In the morning, when you are getting ready for work and the kids off to school or, in the evening, when you are preparing dinner and engaged in the evening routine, the time never seems right to talk about issues, the future or anything!
I call these attempts to have important conversations in the flow of our busy lives “drive by” conversations. There isn’t time for them.
What to do you do?
First get committed to the quality of your relationship and the effectiveness of your teamwork. Then, build in the time in your calendars and the space in your busy lives to sit down to talk about what you need to talk about.

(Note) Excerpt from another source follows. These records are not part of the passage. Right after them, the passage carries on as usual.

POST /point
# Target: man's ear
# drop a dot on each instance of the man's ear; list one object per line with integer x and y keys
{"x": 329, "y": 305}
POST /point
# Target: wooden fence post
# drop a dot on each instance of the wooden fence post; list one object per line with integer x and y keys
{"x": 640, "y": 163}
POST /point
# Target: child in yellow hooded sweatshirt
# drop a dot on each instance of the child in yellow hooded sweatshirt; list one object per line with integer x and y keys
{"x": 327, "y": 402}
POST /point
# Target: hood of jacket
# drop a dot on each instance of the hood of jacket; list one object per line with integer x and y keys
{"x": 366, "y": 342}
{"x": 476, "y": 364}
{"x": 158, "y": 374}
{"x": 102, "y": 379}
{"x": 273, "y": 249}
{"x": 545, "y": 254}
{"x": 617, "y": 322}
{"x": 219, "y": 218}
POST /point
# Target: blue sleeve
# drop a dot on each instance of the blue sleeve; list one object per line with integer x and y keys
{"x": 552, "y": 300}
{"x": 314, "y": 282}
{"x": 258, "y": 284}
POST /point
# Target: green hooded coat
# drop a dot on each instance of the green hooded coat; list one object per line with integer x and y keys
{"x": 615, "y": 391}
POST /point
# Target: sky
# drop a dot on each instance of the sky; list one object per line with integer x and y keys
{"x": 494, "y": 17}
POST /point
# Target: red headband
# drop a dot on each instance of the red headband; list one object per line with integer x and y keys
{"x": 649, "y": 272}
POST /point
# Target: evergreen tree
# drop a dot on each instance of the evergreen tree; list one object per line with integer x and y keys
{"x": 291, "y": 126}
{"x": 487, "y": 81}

For years, Martha and I have scheduled 30 to 60 minute “partnership meetings” every week so that we cab talk about the myriad of things that we need to talk about! Sunday mornings or evenings have often worked for us. During the week, when either one of us have something we both need to talk about, we put that topic on the agenda for our next partnership meeting.
Recommendations for your partnership meetings:
- It works to have an agreed-upon time in your week that is set aside for such meetings. What time would work for both of you?
- How much time do you need, that is both long enough and free enough from outside distractions to allow for an effective conversation(s)?
- Find a mutually agreeable location that will support your meeting. Where is there a place in your home which helps you feel empowered to work effectively on an issue or project?
- Bring your schedule, your phone or your computer for planning purposes.
- Bring a pad of paper to write on. Martha and I use an easel and a large pad of paper sometimes. We’ve been known to have large easel paper plastered all over our dining room walls at the end of a partnership meeting.
- Create a specific agenda before you start your meeting so you can focus your discussion on your agenda items and stay on track.
- If you need to, discuss ground rules that will support you in having an effective conversation with each other. For instance, agree that there is nothing wrong, agree to disagree and/or agree to be respectful of each other’s points of view. Also, if other issues or topics of conversation arise, you can agree to discuss those issues at another time.
- It is a good idea to turn off your cell phones. Do not answer your home phone and structure your time in a way that leaves you both free from distraction.
- Whether you are addressing a problem, scheduling a date for the weekend or working on a house project, note the actions you commit to. Set up a way to be accountable for what you say you’re going to do.
- Schedule your next partnership meeting. Plan to review what actions have been taken, what actions were not taken and review accomplishments the next time you meet.
We taught out children, when they were little, that Mommy and Daddy had times when they needed to talk about things and did not want to be interrupted. It was our job to teach them to find something to do if we were in our partnership meeting.
For years, it has worked for us to schedule a time and a place each week when we can converse about anything and everything that impacts the quality of our lives. We always know we have a time and a place set aside to converse with each other. We don’t have to engage in “drive by” conversations when neither one of us have the time or the space for them.
We enjoy our partnership meetings! We enjoy taking care of what needs to be done so that issues get resolved, projects are fulfilled and the quality of our relationship is nurtured. Now, get your calendars out and schedule your next partnership meeting.